I would like to think that the Service has accepted that the Reg 13 record is a complete waste of time and is planning to abolish it entirely. However, as I flagged up in my earlier post, the consultation document proposed that “legislation should require IPs to maintain whatever records necessary to justify the actions and decisions they may have taken on a case. It is not expected that such a provision would impose a new requirement, but rather codify what is already expected of regulated professionals.” Does this recent announcement mean that the Service will not seek to implement this measure? Let’s hope so!
“Simplifying the process of reporting director misconduct to make the process quicker by introducing electronic forms to ensure timely action is brought against them in a timely way, providing a higher level of protection to the business community and public”
Electronic D-forms? Lovely, we’ll have those, thank you, although in my view it’s not a big deal: it just avoids a bit of printing.
What makes me a little nervous is the use of “timely” twice in this statement. The consultation proposed to change the deadline for a D-form to 3 months and the Service believed that this would not be an issue for IPs if its other proposal – to drop the requirement for IPs to express an opinion on whether the conduct makes it appear that the person is unfit to be a director and replace it with a requirement to provide “details of director behaviour which may indicate unfitness” – is also taken up.
As I explained in my earlier post, personally I don’t see this as a great quid pro quo for IPs and I don’t think it will help the Service catch the bad guys much quicker. When faced with slippery directors, 3 months is a very short time to gather all the threads.
“Allowing office-holders to rely on the insolvent’s records when paying small claims, reducing the need for creditors to complete claim forms”
The consultation document proposed that IPs could admit claims under £1,000 per the statement of affairs or accounting records without any claim form or supporting documentation from creditors (although creditors would still be free to submit claims contradicting statements of affairs).
It doesn’t seem right to me – there’s a sense of fudginess about it, particularly in view of the shabbiness of most insolvents’ records just before they topple – but I guess that, in the scheme of things, it’s not a big deal if a creditor receives a few pounds more than he’s entitled to on one case, but a bit less on another. It might be academic anyway, given the final measure…
“Reducing costs by removing the requirement to pay out small dividends and instead using the money for the wider benefit of creditors”
The Service had proposed that, where a dividend payment would be less than, say, £5 or £10, it would not be paid to the creditor, but would go to the disqualification unit or the Treasury. The consultation document had asked whether the threshold should be per interim/final dividend or across the total dividends. Given the likely difficulties of keeping track of small unpaid dividend cheques, I do hope that the Service has its eye clearly set on saving costs and will stick with a threshold for each dividend payment declared. As with the previous measure, although it brings in a sense of creditor equality that seems more suited to Animal Farm, we are only talking about small sums here, so I guess it makes practical sense.
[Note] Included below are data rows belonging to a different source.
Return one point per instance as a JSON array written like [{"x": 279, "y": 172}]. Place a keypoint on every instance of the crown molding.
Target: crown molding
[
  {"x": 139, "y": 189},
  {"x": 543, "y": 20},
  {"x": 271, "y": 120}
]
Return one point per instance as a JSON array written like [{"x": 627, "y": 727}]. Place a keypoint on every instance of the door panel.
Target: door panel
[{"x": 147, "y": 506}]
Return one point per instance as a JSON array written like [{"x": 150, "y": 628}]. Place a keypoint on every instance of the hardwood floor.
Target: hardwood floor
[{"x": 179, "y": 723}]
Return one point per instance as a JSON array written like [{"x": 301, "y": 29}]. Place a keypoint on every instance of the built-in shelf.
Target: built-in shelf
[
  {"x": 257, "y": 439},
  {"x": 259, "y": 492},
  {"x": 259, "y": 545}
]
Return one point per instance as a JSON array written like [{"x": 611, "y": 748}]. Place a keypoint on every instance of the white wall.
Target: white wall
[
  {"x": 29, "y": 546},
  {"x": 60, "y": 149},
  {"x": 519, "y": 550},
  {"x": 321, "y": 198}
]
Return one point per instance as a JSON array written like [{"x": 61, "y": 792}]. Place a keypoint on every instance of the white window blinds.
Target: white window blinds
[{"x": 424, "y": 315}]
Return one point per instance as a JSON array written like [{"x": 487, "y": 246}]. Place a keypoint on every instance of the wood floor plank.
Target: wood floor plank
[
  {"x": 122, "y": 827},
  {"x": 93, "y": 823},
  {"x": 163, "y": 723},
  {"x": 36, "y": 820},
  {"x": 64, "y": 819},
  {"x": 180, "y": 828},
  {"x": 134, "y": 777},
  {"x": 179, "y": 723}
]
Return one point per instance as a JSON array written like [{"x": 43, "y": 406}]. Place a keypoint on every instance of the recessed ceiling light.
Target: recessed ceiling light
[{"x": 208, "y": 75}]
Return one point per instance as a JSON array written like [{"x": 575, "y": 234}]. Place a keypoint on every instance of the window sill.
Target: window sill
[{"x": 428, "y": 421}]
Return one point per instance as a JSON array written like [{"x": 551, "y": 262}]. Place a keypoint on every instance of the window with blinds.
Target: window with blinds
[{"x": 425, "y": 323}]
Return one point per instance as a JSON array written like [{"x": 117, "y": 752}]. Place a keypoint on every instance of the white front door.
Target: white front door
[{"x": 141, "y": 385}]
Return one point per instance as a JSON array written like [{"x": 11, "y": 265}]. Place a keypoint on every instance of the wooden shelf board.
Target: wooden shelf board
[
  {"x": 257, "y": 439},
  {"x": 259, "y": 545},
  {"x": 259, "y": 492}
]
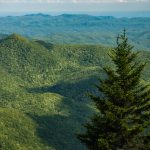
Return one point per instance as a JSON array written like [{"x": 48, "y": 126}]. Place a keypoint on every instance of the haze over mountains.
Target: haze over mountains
[
  {"x": 46, "y": 70},
  {"x": 78, "y": 29},
  {"x": 43, "y": 90}
]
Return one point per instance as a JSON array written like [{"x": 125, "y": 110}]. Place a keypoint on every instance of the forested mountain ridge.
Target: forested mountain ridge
[
  {"x": 43, "y": 89},
  {"x": 78, "y": 29}
]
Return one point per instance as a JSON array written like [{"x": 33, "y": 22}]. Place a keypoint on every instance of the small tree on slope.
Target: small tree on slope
[{"x": 123, "y": 107}]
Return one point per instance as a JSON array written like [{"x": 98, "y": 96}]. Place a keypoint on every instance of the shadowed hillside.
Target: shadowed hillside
[{"x": 43, "y": 91}]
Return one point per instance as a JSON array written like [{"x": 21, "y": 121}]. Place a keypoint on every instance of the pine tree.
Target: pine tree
[{"x": 123, "y": 105}]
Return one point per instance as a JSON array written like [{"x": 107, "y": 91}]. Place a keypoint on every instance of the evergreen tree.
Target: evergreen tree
[{"x": 123, "y": 105}]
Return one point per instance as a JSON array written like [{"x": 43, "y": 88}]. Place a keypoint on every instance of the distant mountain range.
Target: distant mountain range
[
  {"x": 78, "y": 29},
  {"x": 43, "y": 91}
]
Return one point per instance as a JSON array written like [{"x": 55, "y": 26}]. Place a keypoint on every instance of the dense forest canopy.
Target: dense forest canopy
[{"x": 43, "y": 89}]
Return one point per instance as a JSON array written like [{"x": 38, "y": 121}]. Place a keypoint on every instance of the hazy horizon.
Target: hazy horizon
[{"x": 117, "y": 14}]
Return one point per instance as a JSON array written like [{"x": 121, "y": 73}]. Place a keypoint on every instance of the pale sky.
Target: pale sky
[{"x": 74, "y": 5}]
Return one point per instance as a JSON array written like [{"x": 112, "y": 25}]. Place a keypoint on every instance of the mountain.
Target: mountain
[
  {"x": 78, "y": 29},
  {"x": 43, "y": 90}
]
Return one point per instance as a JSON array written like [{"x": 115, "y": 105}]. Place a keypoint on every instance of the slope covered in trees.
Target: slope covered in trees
[{"x": 43, "y": 91}]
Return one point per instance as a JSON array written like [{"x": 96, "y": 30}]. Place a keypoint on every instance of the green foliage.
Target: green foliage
[
  {"x": 44, "y": 85},
  {"x": 123, "y": 104}
]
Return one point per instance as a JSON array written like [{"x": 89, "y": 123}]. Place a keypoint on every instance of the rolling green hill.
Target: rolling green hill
[{"x": 43, "y": 90}]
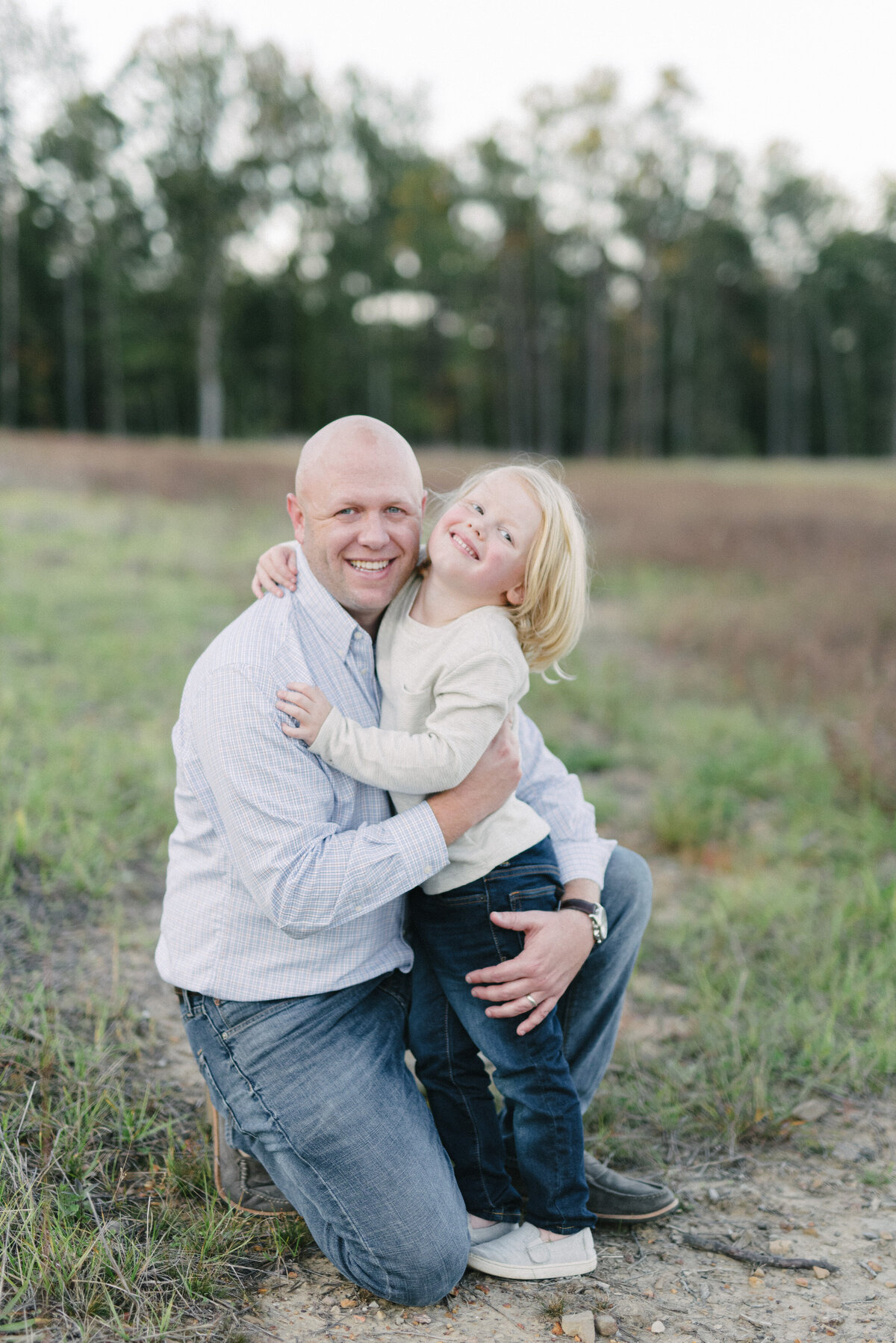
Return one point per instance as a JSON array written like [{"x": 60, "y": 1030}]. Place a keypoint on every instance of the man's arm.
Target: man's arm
[
  {"x": 556, "y": 795},
  {"x": 472, "y": 701},
  {"x": 276, "y": 804},
  {"x": 556, "y": 944}
]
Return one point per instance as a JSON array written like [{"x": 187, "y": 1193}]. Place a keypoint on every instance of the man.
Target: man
[{"x": 282, "y": 919}]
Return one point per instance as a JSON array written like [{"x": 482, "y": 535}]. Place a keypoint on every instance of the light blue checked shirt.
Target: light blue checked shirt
[{"x": 287, "y": 877}]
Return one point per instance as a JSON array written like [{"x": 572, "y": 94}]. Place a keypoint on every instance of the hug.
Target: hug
[{"x": 375, "y": 851}]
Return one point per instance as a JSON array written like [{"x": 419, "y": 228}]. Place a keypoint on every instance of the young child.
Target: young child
[{"x": 503, "y": 592}]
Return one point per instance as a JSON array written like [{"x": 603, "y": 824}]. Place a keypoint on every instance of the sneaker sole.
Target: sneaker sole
[
  {"x": 531, "y": 1271},
  {"x": 635, "y": 1217},
  {"x": 220, "y": 1185}
]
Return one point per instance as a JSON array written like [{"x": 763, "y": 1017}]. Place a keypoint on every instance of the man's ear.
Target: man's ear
[{"x": 296, "y": 518}]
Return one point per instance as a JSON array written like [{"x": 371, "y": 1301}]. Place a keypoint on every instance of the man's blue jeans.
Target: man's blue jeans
[
  {"x": 316, "y": 1088},
  {"x": 453, "y": 934}
]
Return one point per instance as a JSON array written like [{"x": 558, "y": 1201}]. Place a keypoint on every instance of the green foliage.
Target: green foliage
[{"x": 276, "y": 220}]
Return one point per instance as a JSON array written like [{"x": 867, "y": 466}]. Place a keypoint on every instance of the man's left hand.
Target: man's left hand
[{"x": 556, "y": 946}]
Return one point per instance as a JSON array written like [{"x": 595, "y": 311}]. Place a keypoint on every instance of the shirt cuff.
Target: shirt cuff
[
  {"x": 583, "y": 858},
  {"x": 425, "y": 840},
  {"x": 326, "y": 735}
]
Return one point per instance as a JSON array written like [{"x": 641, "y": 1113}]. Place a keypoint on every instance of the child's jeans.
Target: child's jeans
[{"x": 453, "y": 935}]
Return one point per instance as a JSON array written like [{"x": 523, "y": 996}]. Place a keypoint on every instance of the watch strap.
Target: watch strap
[{"x": 585, "y": 905}]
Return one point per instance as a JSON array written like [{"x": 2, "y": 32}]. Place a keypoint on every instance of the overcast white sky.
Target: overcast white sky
[{"x": 820, "y": 72}]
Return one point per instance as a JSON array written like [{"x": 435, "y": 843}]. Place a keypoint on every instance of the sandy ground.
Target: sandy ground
[
  {"x": 647, "y": 1279},
  {"x": 647, "y": 1276}
]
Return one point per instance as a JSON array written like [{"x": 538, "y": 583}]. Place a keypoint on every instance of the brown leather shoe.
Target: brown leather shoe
[{"x": 240, "y": 1179}]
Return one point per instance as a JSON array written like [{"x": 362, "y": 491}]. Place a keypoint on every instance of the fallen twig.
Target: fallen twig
[{"x": 697, "y": 1243}]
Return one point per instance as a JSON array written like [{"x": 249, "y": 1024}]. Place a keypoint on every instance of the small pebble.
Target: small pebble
[{"x": 578, "y": 1324}]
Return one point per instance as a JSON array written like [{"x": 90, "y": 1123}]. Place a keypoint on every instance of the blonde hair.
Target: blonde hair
[{"x": 550, "y": 618}]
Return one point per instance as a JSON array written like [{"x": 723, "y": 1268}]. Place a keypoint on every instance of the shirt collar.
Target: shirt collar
[{"x": 312, "y": 599}]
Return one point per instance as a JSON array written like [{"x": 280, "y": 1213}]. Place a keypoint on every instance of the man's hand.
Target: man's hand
[
  {"x": 276, "y": 571},
  {"x": 487, "y": 786},
  {"x": 556, "y": 946},
  {"x": 308, "y": 705}
]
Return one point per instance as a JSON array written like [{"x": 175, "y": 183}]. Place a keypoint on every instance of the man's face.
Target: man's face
[{"x": 359, "y": 524}]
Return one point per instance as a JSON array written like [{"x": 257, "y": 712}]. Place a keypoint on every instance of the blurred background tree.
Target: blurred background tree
[{"x": 217, "y": 246}]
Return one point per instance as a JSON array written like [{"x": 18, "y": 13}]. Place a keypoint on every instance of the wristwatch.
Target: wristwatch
[{"x": 597, "y": 914}]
Thank you, Insolvency Santa, for giving us a peek into your big red sack of goodies. It’s great to see some really promising outcomes from the Red Tape Challenge, even if we have to see at least one more Christmas pass by before we get to open our prezzies.
January 30, 2014 at 6:03 pm
Without wanting to be unduly churlish, Michelle, the proposals seem to me to be pretty lame, and not much more than a token gesture towards reducing regulation. But I don’t suppose anyone seriously expected much more.